All of lore.kernel.org
 help / color / mirror / Atom feed
* [PATCH] Revert "memcg: cleanup racy sum avoidance code"
@ 2022-08-17 17:21 ` Shakeel Butt
  0 siblings, 0 replies; 3+ messages in thread
From: Shakeel Butt @ 2022-08-17 17:21 UTC (permalink / raw)
  To: Michal Koutný,
	Johannes Weiner, Michal Hocko, Roman Gushchin, Muchun Song,
	David Hildenbrand, Yosry Ahmed, Greg Thelen
  Cc: Andrew Morton, cgroups, linux-mm, linux-kernel, Shakeel Butt, stable

This reverts commit 96e51ccf1af33e82f429a0d6baebba29c6448d0f.

Recently we started running the kernel with rstat infrastructure on
production traffic and begin to see negative memcg stats values.
Particularly the 'sock' stat is the one which we observed having
negative value.

$ grep "sock " /mnt/memory/job/memory.stat
sock 253952
total_sock 18446744073708724224

Re-run after couple of seconds

$ grep "sock " /mnt/memory/job/memory.stat
sock 253952
total_sock 53248

For now we are only seeing this issue on large machines (256 CPUs) and
only with 'sock' stat. I think the networking stack increase the stat on
one cpu and decrease it on another cpu much more often. So, this
negative sock is due to rstat flusher flushing the stats on the CPU that
has seen the decrement of sock but missed the CPU that has increments. A
typical race condition.

For easy stable backport, revert is the most simple solution. For long
term solution, I am thinking of two directions. First is just reduce the
race window by optimizing the rstat flusher. Second is if the reader
sees a negative stat value, force flush and restart the stat collection.
Basically retry but limited.

Signed-off-by: Shakeel Butt <shakeelb@google.com>
Cc: stable@vger.kernel.org # 5.15
---
 include/linux/memcontrol.h | 15 +++++++++++++--
 1 file changed, 13 insertions(+), 2 deletions(-)
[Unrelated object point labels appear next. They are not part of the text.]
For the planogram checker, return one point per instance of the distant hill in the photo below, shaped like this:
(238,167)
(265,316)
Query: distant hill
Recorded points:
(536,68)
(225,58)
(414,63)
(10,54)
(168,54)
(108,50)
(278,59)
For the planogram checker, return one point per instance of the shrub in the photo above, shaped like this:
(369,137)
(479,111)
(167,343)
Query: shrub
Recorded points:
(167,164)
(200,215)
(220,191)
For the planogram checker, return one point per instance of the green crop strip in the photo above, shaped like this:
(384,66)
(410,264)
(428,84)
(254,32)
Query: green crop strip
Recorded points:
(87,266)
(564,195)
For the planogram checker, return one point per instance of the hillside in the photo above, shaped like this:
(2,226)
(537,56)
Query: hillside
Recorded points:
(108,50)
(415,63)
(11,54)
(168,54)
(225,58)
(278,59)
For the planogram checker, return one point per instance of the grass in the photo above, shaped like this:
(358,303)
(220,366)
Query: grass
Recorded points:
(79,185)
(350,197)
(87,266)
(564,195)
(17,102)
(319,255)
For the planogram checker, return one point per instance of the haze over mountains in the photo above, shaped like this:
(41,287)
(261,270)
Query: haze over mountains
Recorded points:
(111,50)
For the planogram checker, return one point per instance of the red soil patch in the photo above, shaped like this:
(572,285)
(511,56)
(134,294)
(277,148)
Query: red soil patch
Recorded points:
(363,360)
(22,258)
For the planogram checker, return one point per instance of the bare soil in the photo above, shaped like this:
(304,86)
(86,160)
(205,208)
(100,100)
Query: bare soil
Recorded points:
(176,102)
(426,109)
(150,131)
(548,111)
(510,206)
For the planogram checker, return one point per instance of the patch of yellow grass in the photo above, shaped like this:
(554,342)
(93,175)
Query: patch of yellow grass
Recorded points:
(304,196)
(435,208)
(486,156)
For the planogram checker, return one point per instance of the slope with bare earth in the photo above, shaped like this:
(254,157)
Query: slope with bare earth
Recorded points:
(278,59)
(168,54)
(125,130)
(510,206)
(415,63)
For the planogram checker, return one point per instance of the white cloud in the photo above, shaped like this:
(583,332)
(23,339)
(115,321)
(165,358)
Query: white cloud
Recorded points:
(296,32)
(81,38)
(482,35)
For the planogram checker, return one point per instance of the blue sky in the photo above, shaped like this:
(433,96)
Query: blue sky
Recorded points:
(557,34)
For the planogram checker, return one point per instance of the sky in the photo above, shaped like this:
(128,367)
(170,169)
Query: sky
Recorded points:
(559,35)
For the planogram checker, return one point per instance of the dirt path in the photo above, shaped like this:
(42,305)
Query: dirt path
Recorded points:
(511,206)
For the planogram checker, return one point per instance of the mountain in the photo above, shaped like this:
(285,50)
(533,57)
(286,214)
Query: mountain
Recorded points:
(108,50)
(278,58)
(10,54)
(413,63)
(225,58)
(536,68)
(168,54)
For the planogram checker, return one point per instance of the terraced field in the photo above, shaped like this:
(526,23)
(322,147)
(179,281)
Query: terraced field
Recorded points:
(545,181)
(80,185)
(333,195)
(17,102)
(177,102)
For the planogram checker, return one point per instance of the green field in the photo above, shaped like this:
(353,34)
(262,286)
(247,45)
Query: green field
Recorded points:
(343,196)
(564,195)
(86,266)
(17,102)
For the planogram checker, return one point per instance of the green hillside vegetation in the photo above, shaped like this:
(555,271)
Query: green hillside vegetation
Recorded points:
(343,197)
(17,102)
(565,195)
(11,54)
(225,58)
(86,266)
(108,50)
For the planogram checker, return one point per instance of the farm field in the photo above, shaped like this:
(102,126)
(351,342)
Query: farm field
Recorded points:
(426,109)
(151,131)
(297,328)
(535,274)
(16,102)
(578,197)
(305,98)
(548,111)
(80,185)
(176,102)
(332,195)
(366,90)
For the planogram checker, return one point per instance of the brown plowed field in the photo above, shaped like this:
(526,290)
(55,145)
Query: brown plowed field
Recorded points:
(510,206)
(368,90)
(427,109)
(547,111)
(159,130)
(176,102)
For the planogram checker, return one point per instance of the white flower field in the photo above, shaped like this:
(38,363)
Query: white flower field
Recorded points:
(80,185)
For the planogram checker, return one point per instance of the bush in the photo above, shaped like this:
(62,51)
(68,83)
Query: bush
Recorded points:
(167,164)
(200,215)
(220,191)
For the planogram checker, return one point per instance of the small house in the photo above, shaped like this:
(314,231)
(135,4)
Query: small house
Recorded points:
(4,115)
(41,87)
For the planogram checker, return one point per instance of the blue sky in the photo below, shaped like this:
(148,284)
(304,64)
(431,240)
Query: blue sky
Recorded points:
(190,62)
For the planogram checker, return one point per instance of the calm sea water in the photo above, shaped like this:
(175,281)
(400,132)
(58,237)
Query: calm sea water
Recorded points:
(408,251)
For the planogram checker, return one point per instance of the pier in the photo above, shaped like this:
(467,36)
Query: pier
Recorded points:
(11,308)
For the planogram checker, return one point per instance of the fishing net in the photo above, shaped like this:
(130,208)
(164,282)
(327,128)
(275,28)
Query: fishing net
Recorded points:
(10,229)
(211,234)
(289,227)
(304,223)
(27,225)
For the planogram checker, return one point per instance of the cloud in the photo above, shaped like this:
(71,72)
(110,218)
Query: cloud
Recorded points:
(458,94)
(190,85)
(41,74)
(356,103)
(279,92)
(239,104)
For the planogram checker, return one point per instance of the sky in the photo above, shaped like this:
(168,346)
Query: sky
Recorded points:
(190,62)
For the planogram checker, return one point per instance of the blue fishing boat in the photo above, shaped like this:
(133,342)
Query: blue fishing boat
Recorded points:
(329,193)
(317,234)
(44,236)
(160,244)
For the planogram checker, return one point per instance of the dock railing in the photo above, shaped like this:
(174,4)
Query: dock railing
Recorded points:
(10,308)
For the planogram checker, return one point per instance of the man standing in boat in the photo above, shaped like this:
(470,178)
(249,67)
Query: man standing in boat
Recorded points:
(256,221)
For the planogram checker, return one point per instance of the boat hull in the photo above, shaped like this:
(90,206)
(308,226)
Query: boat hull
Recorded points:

diff --git a/include/linux/memcontrol.h b/include/linux/memcontrol.h
index 4d31ce55b1c0..6257867fbf95 100644
--- a/include/linux/memcontrol.h
+++ b/include/linux/memcontrol.h
@@ -987,19 +987,30 @@ static inline void mod_memcg_page_state(struct page *page,
 
 static inline unsigned long memcg_page_state(struct mem_cgroup *memcg, int idx)
 {
-	return READ_ONCE(memcg->vmstats.state[idx]);
+	long x = READ_ONCE(memcg->vmstats.state[idx]);
+#ifdef CONFIG_SMP
+	if (x < 0)
+		x = 0;
+#endif
+	return x;
 }
 
 static inline unsigned long lruvec_page_state(struct lruvec *lruvec,
 					      enum node_stat_item idx)
 {
 	struct mem_cgroup_per_node *pn;
+	long x;
 
 	if (mem_cgroup_disabled())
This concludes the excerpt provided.